The total number of home loans approved for all groups fell 8 per cent compared with September, to 44,500.

On a year-on-year basis, home loans were down 5 per cent overall in October, and down 1 per cent for first time buyers.

The CML expects the number of first-time buyers seeking mortgages to increase early next year, as they rush to avoid having to pay stamp duty.

Until 25 March 2012 first-time buyers of residential property can apply for exemption from stamp duty on properties valued at £250,000 or less.

Paul Smee, CML director general, said: “Despite the fall in lending in October, it is possible that we will see signs of increased activity by first-time buyers in the early months of next year, as we approach the end of the government’s stamp duty concession at the end of March.”

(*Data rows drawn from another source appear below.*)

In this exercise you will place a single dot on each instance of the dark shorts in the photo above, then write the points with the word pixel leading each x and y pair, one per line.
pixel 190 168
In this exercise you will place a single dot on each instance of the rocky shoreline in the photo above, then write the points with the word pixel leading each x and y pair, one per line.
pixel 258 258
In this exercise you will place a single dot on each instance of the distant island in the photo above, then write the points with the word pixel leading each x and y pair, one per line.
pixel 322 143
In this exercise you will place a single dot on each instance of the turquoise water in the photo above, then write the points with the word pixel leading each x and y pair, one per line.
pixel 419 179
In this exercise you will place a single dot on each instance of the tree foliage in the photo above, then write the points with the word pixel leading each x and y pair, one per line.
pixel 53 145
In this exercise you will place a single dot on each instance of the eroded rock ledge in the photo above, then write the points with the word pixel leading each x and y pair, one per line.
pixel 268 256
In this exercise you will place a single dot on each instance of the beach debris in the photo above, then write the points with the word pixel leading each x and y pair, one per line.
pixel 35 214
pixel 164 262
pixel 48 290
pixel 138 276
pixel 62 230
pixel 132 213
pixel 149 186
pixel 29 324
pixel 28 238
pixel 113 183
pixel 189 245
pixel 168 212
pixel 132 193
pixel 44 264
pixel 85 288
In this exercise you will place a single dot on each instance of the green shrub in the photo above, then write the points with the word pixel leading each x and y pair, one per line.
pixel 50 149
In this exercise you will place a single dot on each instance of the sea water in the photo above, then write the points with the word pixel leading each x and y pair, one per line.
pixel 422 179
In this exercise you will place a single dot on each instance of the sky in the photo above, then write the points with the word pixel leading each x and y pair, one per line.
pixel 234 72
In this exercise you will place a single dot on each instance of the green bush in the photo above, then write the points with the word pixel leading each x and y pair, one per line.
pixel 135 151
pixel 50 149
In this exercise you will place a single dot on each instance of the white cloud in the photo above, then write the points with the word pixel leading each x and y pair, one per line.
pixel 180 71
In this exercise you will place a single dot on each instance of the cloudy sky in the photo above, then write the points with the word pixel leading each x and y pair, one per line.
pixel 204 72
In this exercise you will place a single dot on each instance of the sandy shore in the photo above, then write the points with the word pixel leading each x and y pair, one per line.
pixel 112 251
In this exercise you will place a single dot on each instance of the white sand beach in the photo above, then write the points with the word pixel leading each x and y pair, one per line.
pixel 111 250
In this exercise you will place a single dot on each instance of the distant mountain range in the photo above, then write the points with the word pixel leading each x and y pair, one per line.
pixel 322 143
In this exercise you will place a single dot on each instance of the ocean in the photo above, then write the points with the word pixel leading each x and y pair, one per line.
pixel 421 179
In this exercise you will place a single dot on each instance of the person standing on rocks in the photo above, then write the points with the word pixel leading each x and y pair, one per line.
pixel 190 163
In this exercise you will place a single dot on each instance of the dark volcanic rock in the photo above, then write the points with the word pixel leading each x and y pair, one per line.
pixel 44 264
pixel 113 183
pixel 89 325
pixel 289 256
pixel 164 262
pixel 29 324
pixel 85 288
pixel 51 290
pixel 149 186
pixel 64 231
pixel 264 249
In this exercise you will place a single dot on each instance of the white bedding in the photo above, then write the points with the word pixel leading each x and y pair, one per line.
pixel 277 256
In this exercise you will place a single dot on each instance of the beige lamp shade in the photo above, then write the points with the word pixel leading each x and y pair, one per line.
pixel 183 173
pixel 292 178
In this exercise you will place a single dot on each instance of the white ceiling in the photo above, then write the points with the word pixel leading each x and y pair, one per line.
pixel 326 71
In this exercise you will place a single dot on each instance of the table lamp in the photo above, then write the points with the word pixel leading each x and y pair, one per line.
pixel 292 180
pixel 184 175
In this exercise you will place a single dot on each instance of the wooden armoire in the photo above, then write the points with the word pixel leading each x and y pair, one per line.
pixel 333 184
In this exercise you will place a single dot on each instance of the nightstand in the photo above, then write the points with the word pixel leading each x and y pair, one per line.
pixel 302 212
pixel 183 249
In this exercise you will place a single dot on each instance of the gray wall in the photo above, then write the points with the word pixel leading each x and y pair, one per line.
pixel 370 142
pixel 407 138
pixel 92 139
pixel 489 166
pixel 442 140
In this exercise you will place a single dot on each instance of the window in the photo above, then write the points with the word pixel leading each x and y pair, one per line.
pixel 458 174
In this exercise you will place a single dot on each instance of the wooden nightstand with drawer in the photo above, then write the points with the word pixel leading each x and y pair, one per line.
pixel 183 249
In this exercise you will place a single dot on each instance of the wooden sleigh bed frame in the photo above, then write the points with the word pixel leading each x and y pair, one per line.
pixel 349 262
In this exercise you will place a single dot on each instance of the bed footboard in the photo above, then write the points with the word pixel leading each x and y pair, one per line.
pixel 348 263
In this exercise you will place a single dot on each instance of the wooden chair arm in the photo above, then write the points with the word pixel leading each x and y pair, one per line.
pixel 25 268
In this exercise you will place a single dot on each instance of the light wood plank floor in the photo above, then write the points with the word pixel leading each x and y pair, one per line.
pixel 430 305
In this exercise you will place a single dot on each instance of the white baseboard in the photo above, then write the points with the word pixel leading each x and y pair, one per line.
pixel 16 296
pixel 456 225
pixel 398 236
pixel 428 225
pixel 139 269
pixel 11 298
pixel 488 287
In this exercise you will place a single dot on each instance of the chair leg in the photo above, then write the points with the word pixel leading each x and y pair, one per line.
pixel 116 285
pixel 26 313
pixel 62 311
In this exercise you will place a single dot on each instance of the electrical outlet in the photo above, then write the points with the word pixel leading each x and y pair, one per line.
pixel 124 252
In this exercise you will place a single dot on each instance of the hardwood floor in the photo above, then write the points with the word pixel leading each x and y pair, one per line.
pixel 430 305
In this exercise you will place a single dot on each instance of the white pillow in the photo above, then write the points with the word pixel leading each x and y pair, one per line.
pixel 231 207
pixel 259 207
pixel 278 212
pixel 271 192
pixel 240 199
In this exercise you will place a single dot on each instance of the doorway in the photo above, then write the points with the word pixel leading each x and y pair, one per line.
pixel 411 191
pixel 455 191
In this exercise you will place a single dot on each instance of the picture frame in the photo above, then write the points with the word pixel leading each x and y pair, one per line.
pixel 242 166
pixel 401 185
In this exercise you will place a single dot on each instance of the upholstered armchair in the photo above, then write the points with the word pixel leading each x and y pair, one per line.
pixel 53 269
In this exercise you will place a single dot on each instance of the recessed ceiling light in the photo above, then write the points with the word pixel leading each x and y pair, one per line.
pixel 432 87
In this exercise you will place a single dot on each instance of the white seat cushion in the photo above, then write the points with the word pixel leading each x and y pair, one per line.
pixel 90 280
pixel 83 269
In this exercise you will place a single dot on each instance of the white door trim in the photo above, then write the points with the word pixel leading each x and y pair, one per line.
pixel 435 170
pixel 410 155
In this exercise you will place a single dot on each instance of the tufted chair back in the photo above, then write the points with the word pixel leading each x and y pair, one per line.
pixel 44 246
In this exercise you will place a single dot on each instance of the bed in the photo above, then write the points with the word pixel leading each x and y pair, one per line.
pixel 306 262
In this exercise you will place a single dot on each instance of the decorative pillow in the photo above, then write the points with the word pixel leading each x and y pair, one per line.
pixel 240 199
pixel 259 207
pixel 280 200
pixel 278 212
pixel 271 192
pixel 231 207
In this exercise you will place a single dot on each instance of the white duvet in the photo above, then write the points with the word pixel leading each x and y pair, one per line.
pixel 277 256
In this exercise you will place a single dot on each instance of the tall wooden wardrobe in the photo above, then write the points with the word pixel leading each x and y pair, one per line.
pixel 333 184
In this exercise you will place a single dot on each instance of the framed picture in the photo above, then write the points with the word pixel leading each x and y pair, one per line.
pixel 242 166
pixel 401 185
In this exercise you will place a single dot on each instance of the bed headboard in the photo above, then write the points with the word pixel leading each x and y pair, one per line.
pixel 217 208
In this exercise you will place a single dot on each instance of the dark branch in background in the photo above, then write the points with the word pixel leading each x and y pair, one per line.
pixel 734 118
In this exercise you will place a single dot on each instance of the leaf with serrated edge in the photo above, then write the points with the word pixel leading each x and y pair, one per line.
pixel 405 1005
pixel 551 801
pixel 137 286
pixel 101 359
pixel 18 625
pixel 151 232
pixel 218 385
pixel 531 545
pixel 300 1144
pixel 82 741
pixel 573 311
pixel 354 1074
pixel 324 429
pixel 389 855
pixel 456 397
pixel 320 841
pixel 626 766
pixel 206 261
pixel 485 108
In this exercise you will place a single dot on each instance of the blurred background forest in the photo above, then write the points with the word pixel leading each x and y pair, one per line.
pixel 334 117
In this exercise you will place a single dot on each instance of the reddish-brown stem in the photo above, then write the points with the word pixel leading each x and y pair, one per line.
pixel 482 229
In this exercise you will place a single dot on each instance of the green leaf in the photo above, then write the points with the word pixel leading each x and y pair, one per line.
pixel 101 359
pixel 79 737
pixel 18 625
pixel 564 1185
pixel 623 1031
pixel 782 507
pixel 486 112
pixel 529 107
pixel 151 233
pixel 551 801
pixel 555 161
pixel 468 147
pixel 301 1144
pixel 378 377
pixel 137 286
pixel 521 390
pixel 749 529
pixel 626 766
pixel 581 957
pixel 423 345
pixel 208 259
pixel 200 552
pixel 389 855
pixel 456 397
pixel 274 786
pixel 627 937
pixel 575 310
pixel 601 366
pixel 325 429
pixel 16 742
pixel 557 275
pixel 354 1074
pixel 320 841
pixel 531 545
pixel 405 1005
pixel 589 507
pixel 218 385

The CML also delivered some good news for house purchasers with its figures showing that mortgages are at their most affordable level since 2004.

Although mortgage deposits remain high, monthly interest payments have shown a downward trend.

Mortgage interest accounted for 12 per cent of income in October, its lowest level since January 2004.

The government is trying to help first-time buyers struggling to find high deposits, through a proposed mortgage indemnity scheme.

This aims to encourage lenders to offer mortgages of up to 95% of a property’s value by guaranteeing that they will not lose money if the house-buyer defaults on their mortgage payments.

The government and participating house builders will contribute a certain percentage of a new-build property’s value into a loan guarantee fund through which lenders will be able to recover losses if a property falls into negative equity and is repossessed.